There is a lot better information on the forum than my brief description. Look around the forum and try the search for information on melting.

Dave


----------



## goldsilverpro (Dec 4, 2014)

I start with the tip of a long slow flame about 2-3" above the gold powder. I move it it circles and very slowly lower it. I first want to slowly and carefully form a crust on the entire surface of the powder so it won't blow around.


----------



## Anonymous (Dec 4, 2014)

goldsilverpro said:


> I start with the tip of a long slow flame about 2-3" above the gold powder. I move it it circles and very slowly lower it. I first want to slowly and carefully form a crust on the entire surface of the powder so it won't blow around.


I always do my gold and silver that way, especially the silver. I make a crust around the entire top layer so that way the metal is starting to bond and reduces the chances of powder flying away.

It sounds like either the torch is too close to the powder in the beginning, or the flame is up too high.

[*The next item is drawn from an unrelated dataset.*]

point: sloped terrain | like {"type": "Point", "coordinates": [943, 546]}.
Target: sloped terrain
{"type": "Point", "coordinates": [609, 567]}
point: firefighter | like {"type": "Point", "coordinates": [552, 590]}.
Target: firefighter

If not any of them, then it's too windy. It must be one or more of these instances to make your gold powder fly away.

Then again, maybe the melting dish (if using one) isn't hot enough to make the gold stick to the borax, but my guess is too hard of a flame directly close to the powder. At least keep the distance about 2 - 3" away from the dish, and move the torch around the outside of the dish, then slowly move the torch towards the edge of the gold powder and go around in a circular motion until the gold powder starts to turn red. After that, you should be able to slowly turn up the flame and again, in a circular motion, start to work towards the inside and entire surface of the gold powder. For whatever reason with my own experiences, gold powder melts faster than silver powder. I don't know why it happens to me and no matter what I refine. Silver powder takes much longer to melt... for me that is. After my dish is heated, I can melt gold powder in approximately 5 - 10 minutes at tops.

Kevin


----------